Aucun modèle de retraite anticipée n'a par contre été prévu, alors que les milieux syndicaux souhaitaient en introduire un.

Simplification des 42 heures

Des solutions transitoires ont été trouvées pour des dispositions telles que l'indemnité pour frais de repas, la pause supplémentaire et la constitution de l'épargne.

Les suppléments pour travail de nuit dans les imprimeries de labeur se montent à 50%, mais le droit acquis de 20% est supprimé. Le régime en vigueur est également maintenu dans les imprimeries de journaux (70%, plus 20% acquis).

L'introduction de la semaine de travail de 42 heures, autorisée depuis la dernière CCT, a été simplifiée.
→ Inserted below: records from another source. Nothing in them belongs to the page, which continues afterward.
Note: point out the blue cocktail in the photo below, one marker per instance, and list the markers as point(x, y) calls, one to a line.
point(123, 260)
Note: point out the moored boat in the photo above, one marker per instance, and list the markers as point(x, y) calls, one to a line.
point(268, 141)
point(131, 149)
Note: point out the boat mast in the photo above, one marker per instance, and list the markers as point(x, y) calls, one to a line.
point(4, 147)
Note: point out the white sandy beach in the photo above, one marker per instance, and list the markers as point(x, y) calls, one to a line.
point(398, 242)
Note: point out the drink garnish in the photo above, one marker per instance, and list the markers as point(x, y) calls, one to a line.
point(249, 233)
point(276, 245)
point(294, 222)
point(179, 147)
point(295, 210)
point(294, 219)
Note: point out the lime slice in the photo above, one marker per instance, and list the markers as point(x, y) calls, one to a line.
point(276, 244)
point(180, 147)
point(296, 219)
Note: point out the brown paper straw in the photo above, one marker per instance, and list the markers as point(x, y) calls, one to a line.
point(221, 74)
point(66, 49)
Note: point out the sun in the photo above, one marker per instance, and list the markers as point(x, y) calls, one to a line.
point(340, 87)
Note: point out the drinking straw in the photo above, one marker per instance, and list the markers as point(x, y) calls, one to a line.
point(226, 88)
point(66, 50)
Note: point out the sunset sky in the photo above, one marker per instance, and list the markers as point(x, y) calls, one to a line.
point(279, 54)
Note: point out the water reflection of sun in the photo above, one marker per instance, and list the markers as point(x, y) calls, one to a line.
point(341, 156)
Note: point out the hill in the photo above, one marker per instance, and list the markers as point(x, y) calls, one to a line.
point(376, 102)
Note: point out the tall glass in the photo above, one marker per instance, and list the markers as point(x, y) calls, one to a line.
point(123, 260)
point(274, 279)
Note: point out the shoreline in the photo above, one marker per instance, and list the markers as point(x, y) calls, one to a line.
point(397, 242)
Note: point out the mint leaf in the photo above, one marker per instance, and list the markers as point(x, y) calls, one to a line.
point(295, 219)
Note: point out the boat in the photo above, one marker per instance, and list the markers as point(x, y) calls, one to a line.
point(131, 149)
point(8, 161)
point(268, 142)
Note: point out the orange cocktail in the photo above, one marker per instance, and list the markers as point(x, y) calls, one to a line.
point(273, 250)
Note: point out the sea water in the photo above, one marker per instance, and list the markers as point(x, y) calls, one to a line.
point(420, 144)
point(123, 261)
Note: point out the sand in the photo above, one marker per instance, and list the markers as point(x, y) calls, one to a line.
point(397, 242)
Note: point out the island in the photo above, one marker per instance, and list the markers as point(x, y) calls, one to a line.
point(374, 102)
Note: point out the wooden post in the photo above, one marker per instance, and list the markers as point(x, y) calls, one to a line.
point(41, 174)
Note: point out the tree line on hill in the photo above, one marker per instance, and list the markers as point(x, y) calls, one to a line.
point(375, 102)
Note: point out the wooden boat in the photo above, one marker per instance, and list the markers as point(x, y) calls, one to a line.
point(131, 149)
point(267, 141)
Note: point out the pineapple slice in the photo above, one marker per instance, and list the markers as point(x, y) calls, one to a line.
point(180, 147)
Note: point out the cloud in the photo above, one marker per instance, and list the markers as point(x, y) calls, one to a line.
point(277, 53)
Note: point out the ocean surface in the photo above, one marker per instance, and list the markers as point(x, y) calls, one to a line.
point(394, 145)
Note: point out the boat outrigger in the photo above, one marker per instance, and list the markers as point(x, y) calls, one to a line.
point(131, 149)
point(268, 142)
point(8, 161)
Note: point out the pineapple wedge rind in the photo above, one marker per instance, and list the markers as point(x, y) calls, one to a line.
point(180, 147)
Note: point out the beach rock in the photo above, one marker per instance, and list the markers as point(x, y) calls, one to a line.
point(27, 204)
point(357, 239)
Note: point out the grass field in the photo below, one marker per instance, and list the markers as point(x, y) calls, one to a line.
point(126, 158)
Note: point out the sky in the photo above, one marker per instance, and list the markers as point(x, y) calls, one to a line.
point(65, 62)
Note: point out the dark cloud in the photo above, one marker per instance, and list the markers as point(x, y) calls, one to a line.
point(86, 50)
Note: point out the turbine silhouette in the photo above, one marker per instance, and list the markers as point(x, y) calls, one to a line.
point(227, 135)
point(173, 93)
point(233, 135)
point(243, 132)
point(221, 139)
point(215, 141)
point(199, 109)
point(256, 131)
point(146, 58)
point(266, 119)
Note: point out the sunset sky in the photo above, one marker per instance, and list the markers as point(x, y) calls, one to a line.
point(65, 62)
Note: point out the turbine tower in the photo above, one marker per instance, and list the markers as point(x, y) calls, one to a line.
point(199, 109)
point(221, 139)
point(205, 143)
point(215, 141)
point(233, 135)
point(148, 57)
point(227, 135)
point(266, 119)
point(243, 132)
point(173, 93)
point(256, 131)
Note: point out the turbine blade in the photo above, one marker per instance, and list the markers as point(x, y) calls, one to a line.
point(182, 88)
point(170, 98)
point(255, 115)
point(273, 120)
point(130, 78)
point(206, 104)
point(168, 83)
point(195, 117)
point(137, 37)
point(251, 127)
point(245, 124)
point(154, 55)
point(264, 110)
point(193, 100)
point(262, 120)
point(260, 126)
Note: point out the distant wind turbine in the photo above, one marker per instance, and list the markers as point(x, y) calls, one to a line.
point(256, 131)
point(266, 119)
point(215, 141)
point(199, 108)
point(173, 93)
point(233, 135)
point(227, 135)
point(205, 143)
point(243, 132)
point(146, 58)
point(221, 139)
Les imprimeries et les journaux ont désormais également la possibilité d'introduire un tel horaire, note le communiqué de Viscom. Les entreprises produisant déjà selon ce régime horaire peuvent le maintenir sans conditions.

Pour rappel, l'association patronale visait initialement une augmentation à 44 heures sans compensation salariale, mais sous conditions.

Force obligatoire

Ce CCT comporte une déclaration de force obligatoire (DFO) limitée à l'industrie graphique, qui contraint aussi les entreprises non membres à verser les salaires minimaux négociés. Les imprimeries d'emballage, les ateliers de sérigraphie et les entreprises de moins de trois travailleurs ne sont pas couverts par la DFO.

La DFO a été liée par Viscom à un allègement et une simplification de la CCT, souligne le communiqué. Le Secrétariat d'Etat à l'économie (SECO) examinera la DFO dans le courant 2016, afin que le Conseil fédéral puisse déclarer la DFO dans la branche.

Viscom avait résilié en avril la précédente CCT, en vigueur depuis juillet 2013, pour la fin de l'année 2015. Les syndicats avaient alors dénoncé une stratégie de la confrontation.